I think that you should give it a listen and endeavor to be fair to both gentlemen, even if they are less than fair with one another.

And, in the interest of fairness, it should be noted that Shapiro did, in fact, call for the ethnic cleansing of Arabs from all of Israel in a 2003 piece entitled, Transfer is not a dirty word.


  1. I have one quibble with Ben Shapiro's case. Towards the end, Beinart argued for politically addressing the Palestinian people's grievances in order to marginalize Hamas. Shapiro dismissed this saying that the issues that Beinart brings up in that point are not Hamas' grievances. To analogize, that is like making an argument in 2006 that taking up the cause of the Sons of Iraq is pointless because their issues are not AQI's grievances.

    So Beinart is right in arguing that providing the people an alternative to Hamas through political channels would marginalize Hamas and thereby degrade their ability to act on their grievances, even though they would continue to be aggrieved that Jews are still not subjected to the Pact of Umar. Where Beinart errs is in asserting that Fatah's grievances are limited to the grievances they enumerate in English for western audiences. There are some clear improvements in having Fatah in control rather than Hamas, such as occasional security cooperation and Fatah being less prone, though not totally non-prone, to launching rockets. However, this should not be confused for the notion that having Fatah in charge of the Palestinians would be the equivalent for Israel to having the Sons of Iraq being in charge of Iraq.

    1. Political channels?

      This sounds exceedingly vague. This is not to say that there might not be other means necessary than military in order to eliminate the organization, however. I simply do not know what those political channels would be.

      As for Beinart, I am not a big fan. He spent considerable time talking about how the blockade of Gaza ultimately serves Hamas' interests and how Israel needs to engage with peaceful Arab dissenting activists in Judea and Samaria.

      The blockade is necessary for the obvious reason that Israel cannot allow a genocidal organization like Hamas to gain free access to military materiel. If he doesn't understand that than he has a tremendous ideological blindspot.

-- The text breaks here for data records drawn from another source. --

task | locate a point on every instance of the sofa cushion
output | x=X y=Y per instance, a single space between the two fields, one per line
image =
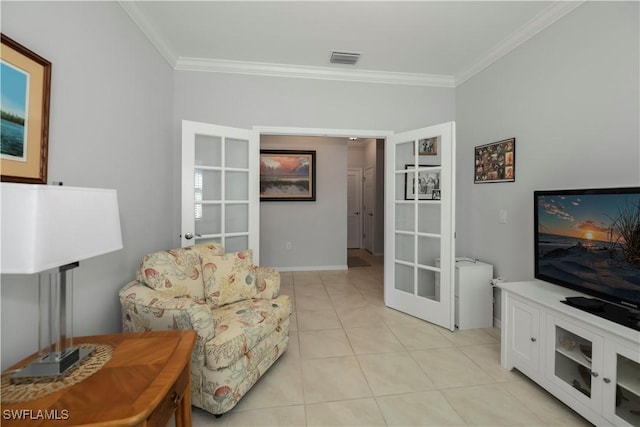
x=240 y=326
x=228 y=278
x=177 y=272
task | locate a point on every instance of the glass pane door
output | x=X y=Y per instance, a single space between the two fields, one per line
x=419 y=227
x=220 y=186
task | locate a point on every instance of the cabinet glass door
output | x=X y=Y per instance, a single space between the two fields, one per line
x=627 y=387
x=577 y=362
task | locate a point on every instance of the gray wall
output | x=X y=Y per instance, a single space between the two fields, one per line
x=247 y=101
x=110 y=127
x=316 y=230
x=570 y=97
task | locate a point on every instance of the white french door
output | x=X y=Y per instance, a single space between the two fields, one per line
x=220 y=186
x=419 y=223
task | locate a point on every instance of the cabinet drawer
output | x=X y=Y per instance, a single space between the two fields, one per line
x=165 y=410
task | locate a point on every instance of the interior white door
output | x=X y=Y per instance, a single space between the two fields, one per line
x=368 y=209
x=354 y=208
x=419 y=223
x=220 y=186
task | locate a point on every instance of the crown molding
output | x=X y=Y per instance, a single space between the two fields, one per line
x=542 y=20
x=308 y=72
x=131 y=8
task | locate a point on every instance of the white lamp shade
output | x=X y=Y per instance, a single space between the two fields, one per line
x=47 y=226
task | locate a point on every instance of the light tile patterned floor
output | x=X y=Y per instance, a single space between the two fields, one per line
x=353 y=362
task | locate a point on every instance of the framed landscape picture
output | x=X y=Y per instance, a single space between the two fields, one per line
x=495 y=162
x=427 y=186
x=25 y=87
x=287 y=175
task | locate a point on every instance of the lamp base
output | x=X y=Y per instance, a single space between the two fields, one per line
x=51 y=366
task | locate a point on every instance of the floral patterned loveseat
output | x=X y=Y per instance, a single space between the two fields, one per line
x=242 y=324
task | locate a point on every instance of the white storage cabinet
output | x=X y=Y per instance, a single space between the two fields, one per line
x=589 y=363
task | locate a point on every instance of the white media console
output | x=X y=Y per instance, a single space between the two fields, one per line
x=589 y=363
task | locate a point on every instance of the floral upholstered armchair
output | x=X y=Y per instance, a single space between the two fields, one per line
x=242 y=324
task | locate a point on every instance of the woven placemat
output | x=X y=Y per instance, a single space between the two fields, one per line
x=27 y=389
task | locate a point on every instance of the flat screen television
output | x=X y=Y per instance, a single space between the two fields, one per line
x=589 y=240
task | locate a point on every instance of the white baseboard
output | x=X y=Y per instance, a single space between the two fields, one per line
x=312 y=268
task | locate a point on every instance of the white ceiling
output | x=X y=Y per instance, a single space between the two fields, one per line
x=431 y=43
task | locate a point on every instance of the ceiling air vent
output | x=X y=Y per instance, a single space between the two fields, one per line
x=348 y=58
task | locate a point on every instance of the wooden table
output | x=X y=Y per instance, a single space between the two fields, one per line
x=147 y=379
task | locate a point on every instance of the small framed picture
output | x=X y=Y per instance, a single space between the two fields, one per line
x=427 y=186
x=495 y=162
x=428 y=146
x=25 y=90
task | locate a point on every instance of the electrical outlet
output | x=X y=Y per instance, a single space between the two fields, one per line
x=502 y=216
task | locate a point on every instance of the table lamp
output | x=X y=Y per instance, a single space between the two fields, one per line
x=49 y=229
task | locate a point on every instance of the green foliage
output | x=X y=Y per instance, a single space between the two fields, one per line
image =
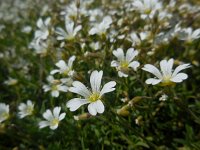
x=147 y=123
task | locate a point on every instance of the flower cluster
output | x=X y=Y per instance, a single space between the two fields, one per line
x=123 y=63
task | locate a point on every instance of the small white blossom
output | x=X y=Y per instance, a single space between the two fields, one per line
x=53 y=118
x=93 y=97
x=125 y=62
x=164 y=97
x=167 y=76
x=136 y=40
x=70 y=32
x=39 y=48
x=101 y=28
x=43 y=31
x=4 y=112
x=95 y=46
x=65 y=69
x=55 y=86
x=25 y=109
x=11 y=81
x=189 y=35
x=147 y=7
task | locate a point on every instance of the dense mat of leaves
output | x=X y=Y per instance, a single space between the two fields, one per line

      And per these peaceful Arab dissenters, just who the hell is he talking about? There may be such people, but do they have the slightest influence within the local Arab culture?

      I tend to doubt it. There is nothing wrong with cultivating such voices, but if Beinart thinks that they have any current political relevance then he is deluding himself.

    2. Political channels essentially means providing an alternative for the population the way the Sons of Iraq provided an alternative to AQI for the people of Anbar Province.

      For Beinart, the alternative is almost always Fatah. I would concede that Fatah controlling Gaza would be an improvement, but Beinart overstates the case of Fatah's willingness to live in long-term peace with Israel. That is important to keep in mind in evaluating what is a worthwhile cost (as in concessions in Judea and Samaria) for bringing that about.

      As for the lack of genuine partners with current political relevance, that is correct. It is also correct to say that changing that condition is the only true long term solution with everything else being just chronic management. The correct response is to call for supplementing the chronic management, such as through the blockade, with cultivating genuine partners, not calling for political engagement in place of the chronic management.

  2. Israel and other pro-Palestinians should assist a new breed of Palestinian Arab leaders to come forth, those who offer the people a better life by using Israel as a positive force. A peaceful state could have no better neighbor than Israel.

    1. For example:

      92 percent of Palestinians living in the Gaza Strip are in favor a long-term ceasefire between Israel and Hamas, and 72% hope their leaders will work to achieve a lasting peace agreement with the Jewish state, a new poll has found.